Yooper, since you're in this thread and it's on topic, why is it the standard practice to add K-sorbate AND K-meta to a finished wine? If the yeast are dead, they can't reproduce, so wouldn't it be simpler to add just the K-meta? Or am I missing out on some important chemistry here?
I was asked this in another thread and was stumped!
But that's the point- the yeast aren't dead. Unless you froze or boiled the wine, the yeast are alive and well. They go dormant when they don't have food, but once you feed them, they'll start up again.
The wine is racked off of any sediment (lees) and must be perfectly clear. There is still yeast in suspension, of course, but it's less after the wine is clear and no longer dropping lees.
The sorbate doesn't kill yeast, but it inhibits yeast reproduction. The sorbate works better in the presence of sulfites, so that's why they are both used. Neither kill yeast, of course.

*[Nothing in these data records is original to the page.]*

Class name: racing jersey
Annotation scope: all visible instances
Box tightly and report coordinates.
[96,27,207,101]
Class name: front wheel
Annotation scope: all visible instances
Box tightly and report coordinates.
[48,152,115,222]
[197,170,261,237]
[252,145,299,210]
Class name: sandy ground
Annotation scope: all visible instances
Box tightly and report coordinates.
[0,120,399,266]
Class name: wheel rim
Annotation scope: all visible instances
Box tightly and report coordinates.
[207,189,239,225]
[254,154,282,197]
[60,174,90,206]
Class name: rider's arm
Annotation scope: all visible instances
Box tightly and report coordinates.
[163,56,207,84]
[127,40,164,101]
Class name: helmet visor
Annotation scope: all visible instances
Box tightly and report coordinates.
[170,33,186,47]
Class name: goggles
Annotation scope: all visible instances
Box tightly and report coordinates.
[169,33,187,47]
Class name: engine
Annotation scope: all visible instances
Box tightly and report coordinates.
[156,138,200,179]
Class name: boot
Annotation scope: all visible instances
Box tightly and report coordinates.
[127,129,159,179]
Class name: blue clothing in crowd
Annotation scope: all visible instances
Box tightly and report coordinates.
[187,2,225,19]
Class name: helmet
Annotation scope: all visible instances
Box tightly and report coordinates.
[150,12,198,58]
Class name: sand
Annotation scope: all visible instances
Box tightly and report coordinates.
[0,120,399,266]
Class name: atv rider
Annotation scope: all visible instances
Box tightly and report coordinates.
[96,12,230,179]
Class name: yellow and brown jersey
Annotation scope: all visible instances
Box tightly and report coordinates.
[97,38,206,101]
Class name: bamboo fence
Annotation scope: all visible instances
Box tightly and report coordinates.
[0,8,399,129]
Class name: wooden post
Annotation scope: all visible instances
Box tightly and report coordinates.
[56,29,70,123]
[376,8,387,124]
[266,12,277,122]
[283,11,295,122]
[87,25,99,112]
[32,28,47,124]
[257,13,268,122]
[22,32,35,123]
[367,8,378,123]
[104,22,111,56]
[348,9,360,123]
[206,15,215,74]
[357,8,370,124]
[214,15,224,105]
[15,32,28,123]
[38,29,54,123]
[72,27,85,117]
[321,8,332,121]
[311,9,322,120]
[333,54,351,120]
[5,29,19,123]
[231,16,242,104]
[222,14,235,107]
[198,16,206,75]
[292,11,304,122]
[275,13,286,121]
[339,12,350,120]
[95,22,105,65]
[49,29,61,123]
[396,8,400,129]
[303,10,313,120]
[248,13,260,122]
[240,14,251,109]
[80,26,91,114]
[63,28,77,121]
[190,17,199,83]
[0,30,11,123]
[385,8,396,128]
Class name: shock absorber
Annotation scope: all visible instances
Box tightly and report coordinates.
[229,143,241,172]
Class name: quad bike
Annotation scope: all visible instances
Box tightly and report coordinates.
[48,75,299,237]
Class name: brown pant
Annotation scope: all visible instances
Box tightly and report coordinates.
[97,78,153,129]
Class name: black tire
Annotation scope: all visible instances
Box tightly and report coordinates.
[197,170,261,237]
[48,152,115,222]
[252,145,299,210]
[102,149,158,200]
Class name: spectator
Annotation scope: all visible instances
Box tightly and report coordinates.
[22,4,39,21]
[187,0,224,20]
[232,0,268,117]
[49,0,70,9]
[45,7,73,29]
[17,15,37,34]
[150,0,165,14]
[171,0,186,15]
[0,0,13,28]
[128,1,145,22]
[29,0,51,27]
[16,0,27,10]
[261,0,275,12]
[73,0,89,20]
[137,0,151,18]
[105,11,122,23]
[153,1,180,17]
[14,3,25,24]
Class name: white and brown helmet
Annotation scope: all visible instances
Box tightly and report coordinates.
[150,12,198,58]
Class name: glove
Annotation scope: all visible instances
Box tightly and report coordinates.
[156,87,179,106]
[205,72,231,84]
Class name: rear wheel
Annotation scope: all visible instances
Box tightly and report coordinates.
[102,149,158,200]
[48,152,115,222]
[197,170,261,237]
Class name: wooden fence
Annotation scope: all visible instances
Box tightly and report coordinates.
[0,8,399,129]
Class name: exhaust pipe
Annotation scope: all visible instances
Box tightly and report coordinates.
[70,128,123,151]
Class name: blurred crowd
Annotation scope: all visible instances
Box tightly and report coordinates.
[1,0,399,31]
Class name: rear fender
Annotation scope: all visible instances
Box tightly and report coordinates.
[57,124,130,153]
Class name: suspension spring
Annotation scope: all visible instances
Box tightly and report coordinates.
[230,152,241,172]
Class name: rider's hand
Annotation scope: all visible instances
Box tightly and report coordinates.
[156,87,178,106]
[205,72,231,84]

So, if you have a wine that is clear and finished and wish to sweeten, you rack into the sorbate/sulfite mixture. Again, there are yeast still in suspension but not enough to ferment the wine you will sweeten. They must reproduce, and that's where sorbate is effective. It inhibits yeast reproduction, so that in a few days when you sweeten, there will not be fermentation going on. This works most of the time, IF a) fermentation was finished, b) the wine is perfectly clear (not much yeast in suspension), c) the wine is racked off of any less, and d) the sorbate is added with sulfites and in a significant enough dose to inhibit yeast reproduction. Rushing this process will mean bottle bombs at the worst, pushed out corks at the least.